Precisamente por estas palabras se le juzgó y prohibió que divulgara uno de sus artículos más emblemáticos: “A los indios”. El propio Mariano Riva Palacio, padre del escritor liberal Vicente Riva Palacio, señaló que el artículo “incita a los indios a desconfiar de los hacendados, de los jefes de Estado, de los eclesiásticos y de los ricos… es un llamado a la desobediencia”. No hay que olvidar que, en su apasionada defensa hacia los indígenas, Ramírez no dudó en oponerse frontalmente a las leyes desamortización de las tierras indígenas impulsadas por Juárez.

 

El Nigromante y las mujeres

En el siglo XIX las mujeres mexicanas eran tratadas como seres humanos de segunda clase y se les negaba recibir educación y emitir el voto. Ignacio Ramírez, en Los cuatrocientos mil soberanos (1867), fue pionero en cuestionar la situación de las mujeres. En un texto titulado Un nuevo aspecto de la cuestión, agregó:

[A la mujer] se le regatea la instrucción y sólo se le iguala al hombre en los delitos y en las penas. […] La teoría oficial, en las leyes divinas y humanas, se reduce a este precepto: la mujer, obedezca al hombre […]. Consecuencia de tales principios es que para la mujer, en ejercicio de su sexo, hayan existido tres estados: matrimonio, prostitución y concubinato. Casada o amancebada, pertenece al marido, ramera es esclava del público; esposa suplementaria, gime bajo la férula de los esposos o lleva la marca del adulterio donde la poligamia está proscrita.

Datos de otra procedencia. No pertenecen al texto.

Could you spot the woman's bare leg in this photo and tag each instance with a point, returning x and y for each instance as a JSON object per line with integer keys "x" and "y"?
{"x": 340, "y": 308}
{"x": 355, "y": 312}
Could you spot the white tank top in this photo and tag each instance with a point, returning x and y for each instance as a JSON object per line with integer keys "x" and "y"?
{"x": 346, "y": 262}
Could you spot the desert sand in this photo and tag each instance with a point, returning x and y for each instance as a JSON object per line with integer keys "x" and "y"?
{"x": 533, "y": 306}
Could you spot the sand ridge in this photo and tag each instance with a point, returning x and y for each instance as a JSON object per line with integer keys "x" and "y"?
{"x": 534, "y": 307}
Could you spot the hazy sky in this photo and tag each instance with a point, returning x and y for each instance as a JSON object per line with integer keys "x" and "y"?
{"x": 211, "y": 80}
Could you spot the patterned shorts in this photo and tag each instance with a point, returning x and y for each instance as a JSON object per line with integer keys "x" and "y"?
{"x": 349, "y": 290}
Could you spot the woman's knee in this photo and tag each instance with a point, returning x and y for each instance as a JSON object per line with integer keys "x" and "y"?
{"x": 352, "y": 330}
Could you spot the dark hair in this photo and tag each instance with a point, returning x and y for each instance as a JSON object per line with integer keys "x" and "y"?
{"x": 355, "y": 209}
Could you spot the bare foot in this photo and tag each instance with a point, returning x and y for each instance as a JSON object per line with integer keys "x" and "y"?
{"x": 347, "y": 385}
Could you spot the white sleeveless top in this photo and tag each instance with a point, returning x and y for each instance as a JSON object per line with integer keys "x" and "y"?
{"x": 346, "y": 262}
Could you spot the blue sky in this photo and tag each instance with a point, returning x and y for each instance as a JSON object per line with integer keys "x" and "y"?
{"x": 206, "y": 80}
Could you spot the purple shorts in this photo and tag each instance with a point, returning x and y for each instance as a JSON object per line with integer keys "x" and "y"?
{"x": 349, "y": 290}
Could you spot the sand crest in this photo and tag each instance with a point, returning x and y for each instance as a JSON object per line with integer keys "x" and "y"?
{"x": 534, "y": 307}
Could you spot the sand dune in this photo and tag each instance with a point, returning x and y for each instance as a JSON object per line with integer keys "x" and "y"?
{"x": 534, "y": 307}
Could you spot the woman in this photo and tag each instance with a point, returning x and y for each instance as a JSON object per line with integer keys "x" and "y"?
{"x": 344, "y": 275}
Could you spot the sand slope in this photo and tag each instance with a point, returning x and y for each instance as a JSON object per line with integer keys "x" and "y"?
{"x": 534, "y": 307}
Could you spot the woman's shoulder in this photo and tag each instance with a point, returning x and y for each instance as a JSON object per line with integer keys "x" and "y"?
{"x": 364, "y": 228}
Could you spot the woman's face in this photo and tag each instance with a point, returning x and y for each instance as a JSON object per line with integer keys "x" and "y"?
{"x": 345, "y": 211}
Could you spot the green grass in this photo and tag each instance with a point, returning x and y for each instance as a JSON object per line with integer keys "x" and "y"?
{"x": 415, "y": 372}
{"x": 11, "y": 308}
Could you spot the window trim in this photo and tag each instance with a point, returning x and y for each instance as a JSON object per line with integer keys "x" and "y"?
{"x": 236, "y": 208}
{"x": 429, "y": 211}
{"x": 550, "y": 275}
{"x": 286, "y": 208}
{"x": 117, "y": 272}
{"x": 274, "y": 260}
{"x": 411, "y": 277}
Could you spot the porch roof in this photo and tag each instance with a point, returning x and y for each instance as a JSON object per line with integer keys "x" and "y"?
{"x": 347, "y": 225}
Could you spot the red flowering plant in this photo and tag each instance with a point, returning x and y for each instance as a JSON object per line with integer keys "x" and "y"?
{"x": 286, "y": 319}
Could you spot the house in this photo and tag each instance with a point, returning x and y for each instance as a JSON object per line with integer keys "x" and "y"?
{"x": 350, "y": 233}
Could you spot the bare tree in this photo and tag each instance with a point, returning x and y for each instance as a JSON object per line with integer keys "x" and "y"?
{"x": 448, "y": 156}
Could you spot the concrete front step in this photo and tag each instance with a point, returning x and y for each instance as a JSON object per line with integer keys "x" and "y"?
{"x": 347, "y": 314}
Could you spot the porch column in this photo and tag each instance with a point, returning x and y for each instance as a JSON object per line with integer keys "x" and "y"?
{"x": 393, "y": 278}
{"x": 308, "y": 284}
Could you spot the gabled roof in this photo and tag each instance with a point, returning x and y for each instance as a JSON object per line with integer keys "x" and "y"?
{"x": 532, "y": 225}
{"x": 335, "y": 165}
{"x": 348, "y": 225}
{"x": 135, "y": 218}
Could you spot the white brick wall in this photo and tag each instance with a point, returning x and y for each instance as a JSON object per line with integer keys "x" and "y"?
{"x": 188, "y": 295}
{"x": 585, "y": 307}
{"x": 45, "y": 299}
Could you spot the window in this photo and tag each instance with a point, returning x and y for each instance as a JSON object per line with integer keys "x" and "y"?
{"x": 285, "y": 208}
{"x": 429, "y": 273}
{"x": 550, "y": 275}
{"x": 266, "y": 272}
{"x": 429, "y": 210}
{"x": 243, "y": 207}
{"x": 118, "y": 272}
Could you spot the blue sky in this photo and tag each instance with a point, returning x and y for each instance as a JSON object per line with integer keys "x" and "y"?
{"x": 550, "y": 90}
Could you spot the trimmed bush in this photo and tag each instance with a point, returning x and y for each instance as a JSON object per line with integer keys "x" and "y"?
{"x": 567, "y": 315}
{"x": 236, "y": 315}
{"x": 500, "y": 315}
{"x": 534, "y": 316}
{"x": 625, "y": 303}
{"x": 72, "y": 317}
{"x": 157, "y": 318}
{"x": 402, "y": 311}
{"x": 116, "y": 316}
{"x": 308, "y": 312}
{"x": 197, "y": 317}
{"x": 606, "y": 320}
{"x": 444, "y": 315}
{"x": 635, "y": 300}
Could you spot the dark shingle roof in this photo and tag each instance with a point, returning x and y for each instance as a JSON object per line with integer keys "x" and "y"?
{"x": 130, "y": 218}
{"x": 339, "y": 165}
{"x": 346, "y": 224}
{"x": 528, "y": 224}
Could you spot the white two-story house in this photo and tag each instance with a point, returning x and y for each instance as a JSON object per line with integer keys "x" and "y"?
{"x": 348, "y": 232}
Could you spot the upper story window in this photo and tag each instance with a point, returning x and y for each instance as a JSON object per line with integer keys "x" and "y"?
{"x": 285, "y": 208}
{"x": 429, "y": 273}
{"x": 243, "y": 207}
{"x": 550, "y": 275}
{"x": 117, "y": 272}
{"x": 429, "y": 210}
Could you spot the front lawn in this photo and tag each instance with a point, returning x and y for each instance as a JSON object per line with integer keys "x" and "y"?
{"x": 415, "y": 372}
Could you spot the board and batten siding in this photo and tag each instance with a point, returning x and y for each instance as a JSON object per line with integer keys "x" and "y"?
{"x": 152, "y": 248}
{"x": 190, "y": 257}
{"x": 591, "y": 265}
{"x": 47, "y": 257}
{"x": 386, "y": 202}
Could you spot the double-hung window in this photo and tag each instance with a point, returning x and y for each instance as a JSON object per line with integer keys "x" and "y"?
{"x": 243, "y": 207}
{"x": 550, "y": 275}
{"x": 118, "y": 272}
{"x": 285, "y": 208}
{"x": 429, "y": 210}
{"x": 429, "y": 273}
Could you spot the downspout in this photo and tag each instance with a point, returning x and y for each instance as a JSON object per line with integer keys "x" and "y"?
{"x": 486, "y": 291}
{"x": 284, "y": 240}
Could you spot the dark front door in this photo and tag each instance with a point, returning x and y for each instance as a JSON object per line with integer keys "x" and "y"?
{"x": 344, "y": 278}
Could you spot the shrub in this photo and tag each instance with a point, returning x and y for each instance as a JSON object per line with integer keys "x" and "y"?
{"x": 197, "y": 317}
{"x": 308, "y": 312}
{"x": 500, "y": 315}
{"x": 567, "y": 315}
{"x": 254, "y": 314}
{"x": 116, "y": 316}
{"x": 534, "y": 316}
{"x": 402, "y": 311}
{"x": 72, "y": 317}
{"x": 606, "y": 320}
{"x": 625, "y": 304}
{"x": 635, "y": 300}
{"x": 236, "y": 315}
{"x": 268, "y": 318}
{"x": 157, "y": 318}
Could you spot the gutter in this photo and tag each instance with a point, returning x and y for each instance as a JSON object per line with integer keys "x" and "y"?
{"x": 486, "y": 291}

Ignacio Ramírez, que pugnó a favor de los derechos a las mujeres, no sólo fue un hombre adelantado a su tiempo, sino también un visionario.

 

El apóstol del laicismo

No es exagerado decir que Ignacio Ramírez es el padre del laicismo mexicano: “No venimos a hacer la guerra a la fe, sino a los abusos del clero. Nuestro deber como mexicanos no es destruir el principio religioso, sino los vicios o abusos de la Iglesia para que, emancipada la sociedad, camine”, expresó.

Antes de la Reforma, el poder de la Iglesia y el del Estado estaban de la mano. La Iglesia tenía el monopolio de la educación en el país y sus integrantes gozaban de fueros y privilegios. Todo esto, y más, empujó a Ramírez a defender el laicismo en México: como periodista, intelectual, profesor, legislador e incluso como funcionario público.

A pesar de haber sido ministro de Estado en diversas ocasiones, Ramírez murió, pobre, en su casa a los sesenta y un años. Más allá de los (muchos) bretes y contratiempos que enfrentó en su vida, lo cierto es que Ignacio Ramírez, el Nigromante, fue un espíritu grande, congruente y libre. El legado de su herencia cultural e intelectual no sólo es excepcional, sino que, sin duda, habrá de subsistir durante mucho tiempo más.